水抜き穴は、擁壁の安全を保つために欠かせない要素です。しかし、この水抜き穴が「詰まる」ことで、逆に大きなリスクを引き起こす原因にもなり得ますここでは、実際にどのようなリスクがあるのかを具体的に解説します。

水抜き穴が詰まる原因とは?

水抜き穴は屋外に設けられているため、以下のような原因で詰まりやすくなります:

  • 風雨によって流れ込んだ泥や砂
  • 周囲の植物の根の成長
  • 擁壁背面の土砂流出

一見すると小さな問題のようですが、これらが積み重なることで、水の流れが完全に遮断されてしまうケースも少なくありません。

詰まりによるリスク

  • 水が排出されず擁壁背面に溜まり続けることで水圧がかかります。これにより、擁壁全体に過剰な力がかかり、滑動かつどう(擁壁全体が前方に動く)や転倒(前に傾く)の原因となります。
  • 水圧が局所的にかかることで、擁壁にクラック(ひび割れ)が発生します。鉄筋コンクリート擁壁の場合、これを放置するとクラックからさらに水が侵入し、内部の鉄筋が腐食するという悪循環に陥る可能性もあります。
  • 排水ができない状態が続くと、周辺地盤の水位が上がり、擁壁背面の地盤がぬかるんだり雨水が浸透しにくくなります。擁壁の背面が斜面になっている場合は、土砂崩れを引き起こす危険性もあります。

詰まりを見抜くポイント

以下のような兆候が見られる場合は、水抜き穴の詰まりが疑われます:

  • 今まで穴から水が出ていたのに、急に水が出てこなくなった
  • 雨のあと、擁壁背面の地面がいつまでも湿ったまま
  • 穴の中をのぞくと、土がつまっている

こうしたサインを見逃さず、早めに対処することが、擁壁の劣化防止につながります。

水抜き穴は、擁壁の安全性を保つために非常に重要な構造なので、1回/年や豪雨の後に穴の中をのぞいてみてください。吸い出し防止材や透水マットがある場合は、格子状の材料ややわらかい布のようなものが見えます。
古い擁壁の場合は吸い出し防止材や透水マットがなく、砂利などが直接見える場合もあります。この場合、砂利の隙間を通って土が流出し、長い年月をかけて擁壁背面の地盤が空洞化し陥没する可能性もあるので早めの対処が必要です。本来は擁壁をつくる際に吸出し防止材を取り付けるですが、後から取り付けることができる商品NKフィルターもあります。
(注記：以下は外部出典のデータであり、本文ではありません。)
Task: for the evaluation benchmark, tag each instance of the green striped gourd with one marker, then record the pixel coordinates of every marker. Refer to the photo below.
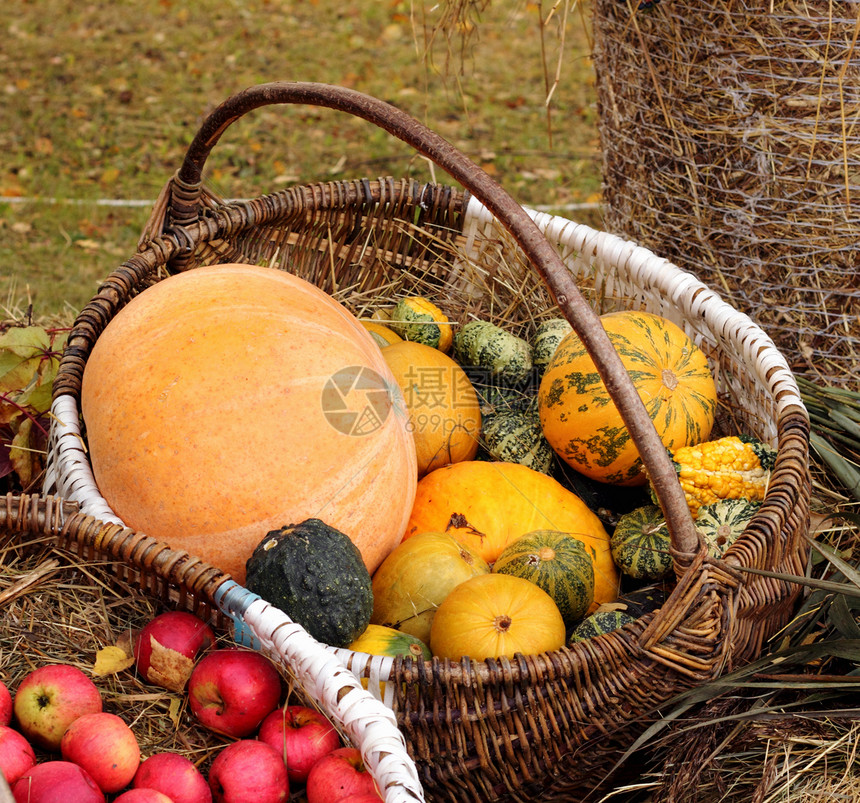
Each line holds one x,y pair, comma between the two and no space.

ご家庭で簡単にできるメンテナンスとしては、水抜き穴の中に土などが詰まっていた場合は、棒状のもので土を除去したり、ホースによる水流洗浄がよいでしょう。※洗い流しすぎて擁壁背面の土まで洗い流さないよう注意しましょう。

水抜き穴が「ない」擁壁は要注意!

古い擁壁や民間施工のものには、水抜き穴が設けられていないケースがあります。水抜き穴がなければ、内部にたまった水の逃げ場がなくなり、構造的に危険な可能性があります。新しく買う土地で水抜き穴のない擁壁が敷地内にある場合は、売り主に聞くなどして慎重に判断しましょう。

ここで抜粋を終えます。